Must there be INFINITE negative elements on a succession which is NOT bounded below?

Question

We have that $\{a_n\}_{n\in N}$ is a succession of real numbers that is NOT bounded below.

(1) Must all the elements of $a_n$ be negative?

(2) If there are positive elements, those must be finite?

(3) Must there be INFINITE negative elements?

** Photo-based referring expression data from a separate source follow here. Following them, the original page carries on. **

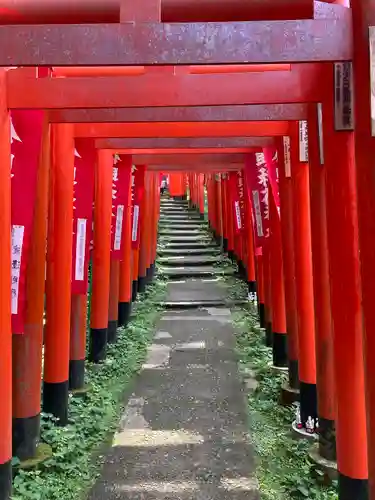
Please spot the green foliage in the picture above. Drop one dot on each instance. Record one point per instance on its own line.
(77, 448)
(284, 471)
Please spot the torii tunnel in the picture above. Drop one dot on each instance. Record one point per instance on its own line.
(257, 116)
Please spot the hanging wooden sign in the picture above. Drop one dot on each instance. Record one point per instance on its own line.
(26, 139)
(84, 174)
(344, 96)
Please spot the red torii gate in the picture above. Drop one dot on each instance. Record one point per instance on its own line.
(360, 45)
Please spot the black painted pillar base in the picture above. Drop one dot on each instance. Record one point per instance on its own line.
(112, 331)
(269, 334)
(352, 489)
(293, 374)
(76, 374)
(124, 311)
(134, 290)
(98, 345)
(308, 401)
(142, 282)
(25, 437)
(55, 400)
(242, 270)
(280, 349)
(6, 480)
(262, 314)
(327, 439)
(252, 288)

To answer 1 and 2 I find a succession that is not bounded below, that has infinite positive elements:

$$\{a_n\}_{n\in N}=\{-1,2,-3,4,-5,6,...\}$$ $$a_n=n(-1)^n$$

Which is not bounded (below), and has infinite positive and negative elements.

Now, the third question I'm not sure how to prove that there MUST be infinite negative elements on a succession which is not bounded below.

What I thought of until now:

$\{a_n\}_{n\in N}$ Is not bounded below, then, by definition:

$\nexists m\in R , \forall n\in N : a_n \geq m$

This means that there will always be an item on the succession that is smaller than a previous item:

$\forall n\in N , \exists k\in N : a_{n+k}\leq a_n$

And as $N$ is not bounded, the items smaller than the previous one are infinite?

Answer 1

$(a_n)_{n \in \mathbb{N}}$, real, is not bounded below.

Assume that there are only finitely many negative elements of $(a_n)_{ n\in \mathbb{N}}$:

$a_{n_1}, a_{n_2},.......a_{n_k}$, i.e. $k$ elements.

The smallest of these elements is a lower bound for $(a_n)_{ n \in \mathbb{N}}$.

A contradiction.

Answer 2

You proved correctly the first two assertions.

Asserting that the sequence is not bounded below means that$$(\forall M\in\mathbb R)(\exists n\in\mathbb{N}):a_n<M.$$So, take $M=0$. There is some $n_1\in\mathbb N$ such that $a_{n_1}<0$. But $a_{n_1}\in\mathbb R$. So, there is some $n_2\in\mathbb N$ such that $a_{n_2}<a_{n_1}<0$. And so on. So, each $a_{n_k}$ is negative.